Quando ha capito di voler cambiare vita?

“Sono diventato frate grazie a dei ‘messaggeri’ mandati dal Cielo. Non la chiamerei conversione, ma riscoperta di ciò che nonni, genitori, educatori, sacerdoti avevano già messo nel mio cuore. Le prime risposte alle domande sono arrivate nel 2000 da padre Michele Peirano (frate cappuccino missionario, conosciuto come ‘padre Mike’, morto nel 2001 a soli 56 anni). L’ho conosciuto in basilica, a Loreto. È stato lui a consigliarmi di finire comunque gli studi. Nel 2000 ho fatto anche il mio primo viaggio missionario in Africa, in Benin; il secondo invece è avvenuto appena ordinato sacerdote, in Etiopia. Fin da piccolo dicevo di voler aiutare i bambini”.
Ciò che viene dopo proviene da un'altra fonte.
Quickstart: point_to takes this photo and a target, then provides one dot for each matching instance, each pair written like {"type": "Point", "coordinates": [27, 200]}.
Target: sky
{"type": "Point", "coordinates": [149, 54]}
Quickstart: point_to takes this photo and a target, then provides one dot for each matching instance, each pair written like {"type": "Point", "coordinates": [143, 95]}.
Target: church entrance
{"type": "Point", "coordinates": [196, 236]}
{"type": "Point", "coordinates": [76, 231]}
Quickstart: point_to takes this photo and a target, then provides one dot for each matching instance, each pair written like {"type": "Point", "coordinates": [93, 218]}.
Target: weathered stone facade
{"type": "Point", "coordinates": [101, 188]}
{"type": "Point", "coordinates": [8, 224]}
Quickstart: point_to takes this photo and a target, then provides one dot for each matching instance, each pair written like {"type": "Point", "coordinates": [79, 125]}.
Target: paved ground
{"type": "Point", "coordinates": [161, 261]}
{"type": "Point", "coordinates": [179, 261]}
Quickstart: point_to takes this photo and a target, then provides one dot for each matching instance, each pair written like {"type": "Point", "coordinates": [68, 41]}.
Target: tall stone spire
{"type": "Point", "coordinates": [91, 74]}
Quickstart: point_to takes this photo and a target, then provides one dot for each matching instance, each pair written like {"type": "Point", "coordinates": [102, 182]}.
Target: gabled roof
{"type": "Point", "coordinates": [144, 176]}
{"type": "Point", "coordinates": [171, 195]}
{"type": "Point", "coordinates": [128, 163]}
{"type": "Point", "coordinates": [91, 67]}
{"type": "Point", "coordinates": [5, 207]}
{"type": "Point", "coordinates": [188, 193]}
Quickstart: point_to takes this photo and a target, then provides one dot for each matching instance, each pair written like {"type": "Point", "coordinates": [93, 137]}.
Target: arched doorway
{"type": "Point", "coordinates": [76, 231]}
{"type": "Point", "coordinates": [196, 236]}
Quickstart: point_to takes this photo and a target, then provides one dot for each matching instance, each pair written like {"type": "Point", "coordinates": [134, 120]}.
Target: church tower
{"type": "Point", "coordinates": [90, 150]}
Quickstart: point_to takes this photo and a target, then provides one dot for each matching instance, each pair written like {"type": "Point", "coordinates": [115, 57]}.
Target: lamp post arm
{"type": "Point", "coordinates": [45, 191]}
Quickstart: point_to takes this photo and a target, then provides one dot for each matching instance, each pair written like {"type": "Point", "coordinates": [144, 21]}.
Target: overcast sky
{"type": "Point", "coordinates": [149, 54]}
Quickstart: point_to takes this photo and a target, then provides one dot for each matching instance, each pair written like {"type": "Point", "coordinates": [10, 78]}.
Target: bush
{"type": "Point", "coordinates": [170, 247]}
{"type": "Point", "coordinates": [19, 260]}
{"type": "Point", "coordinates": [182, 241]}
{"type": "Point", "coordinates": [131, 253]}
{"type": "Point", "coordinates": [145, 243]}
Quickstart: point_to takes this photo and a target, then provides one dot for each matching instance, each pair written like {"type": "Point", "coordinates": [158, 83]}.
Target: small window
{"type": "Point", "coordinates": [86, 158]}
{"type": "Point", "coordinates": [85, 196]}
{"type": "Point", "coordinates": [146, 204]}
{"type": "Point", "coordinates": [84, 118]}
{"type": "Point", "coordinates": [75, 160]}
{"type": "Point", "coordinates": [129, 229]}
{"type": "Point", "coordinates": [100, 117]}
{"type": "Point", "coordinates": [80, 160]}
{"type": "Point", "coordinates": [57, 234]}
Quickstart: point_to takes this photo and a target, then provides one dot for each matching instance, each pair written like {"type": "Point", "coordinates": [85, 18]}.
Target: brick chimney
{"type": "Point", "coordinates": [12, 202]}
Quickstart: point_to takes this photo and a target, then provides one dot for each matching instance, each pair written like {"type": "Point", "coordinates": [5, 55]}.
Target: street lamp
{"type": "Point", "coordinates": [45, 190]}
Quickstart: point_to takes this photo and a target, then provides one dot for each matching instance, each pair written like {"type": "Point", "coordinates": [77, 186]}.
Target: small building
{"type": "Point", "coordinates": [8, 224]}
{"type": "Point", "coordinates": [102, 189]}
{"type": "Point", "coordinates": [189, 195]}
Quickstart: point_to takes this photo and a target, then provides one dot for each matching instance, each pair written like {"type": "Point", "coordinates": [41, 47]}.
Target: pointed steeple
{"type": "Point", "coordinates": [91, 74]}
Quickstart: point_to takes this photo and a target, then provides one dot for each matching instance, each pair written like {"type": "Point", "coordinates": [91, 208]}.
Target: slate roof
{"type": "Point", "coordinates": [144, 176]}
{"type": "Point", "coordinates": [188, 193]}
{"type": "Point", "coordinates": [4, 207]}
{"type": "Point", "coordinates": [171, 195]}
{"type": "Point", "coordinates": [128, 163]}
Come è arrivato a Macerata?

“Dopo il primo anno a Civitanova, il postulato a San Severino, il noviziato a Camerino (dove ho indossato per la prima volta l’abito cappuccino), il post noviziato ad Assisi, Spoleto e Foligno, nel 2012, terminato il percorso di formazione, sono arrivato a Loreto: mi occupavo soprattutto di accoglienza di pellegrini e confessioni. Arrivavano persone da tutta Italia per riconciliarsi con Dio. Poi sono stato al centro missionario di Recanati, viceparroco a Montemorello (nella chiesa dove fu battezzato Giacomo Leopardi) e infine a Macerata. Siamo 14 frati: il parroco, fra Claude, ha 49 anni ed è il più giovane, mentre il più grande ne ha 97. Ci aiutiamo molto fra noi, col supporto di un medico curante”.

Oltre ai religiosi, anche i laici le chiedono consigli di salute?

“Sì spesso, sono a disposizione, mi aggiorno ma non ho le competenze necessarie… li rimando ad amici medici”.

Crisi delle vocazioni. Come invertire la tendenza?

“Il problema è più dei Paesi occidentali, di Europa e Nord America, perché ad esempio in India, Africa e Sud America c’è stato un grande aumento. Ma non è tanto una questione di numero. Bisogna ripartire dalla connessione con Colui che ci dà la vita. La stessa cosa vale per i matrimoni”.

Quali sono le analogie tra teologia e medicina?

“Per entrambe è importante custodire la vita umana e accompagnarla. Dio ci ha fatto così bene, corpo, mente e spirito. La bioetica oggi mi coinvolge molto (il titolo della tesi in teologia è stato ‘La bioetica del fine vita: tra narrazione dei mass media e ricerca oggettiva del Bene’)”.

Ha mai pensato come sarebbe andata se fosse rimasto medico?

“Ci ho pensato tante volte. Penso sia naturale. Ma sono felice di quello che sto vivendo. E sono certo di una cosa: se anche avessi sbagliato tutto nella vita, so che alla fine mi aspetta l’abbraccio del Padre, di Dio Salvatore”.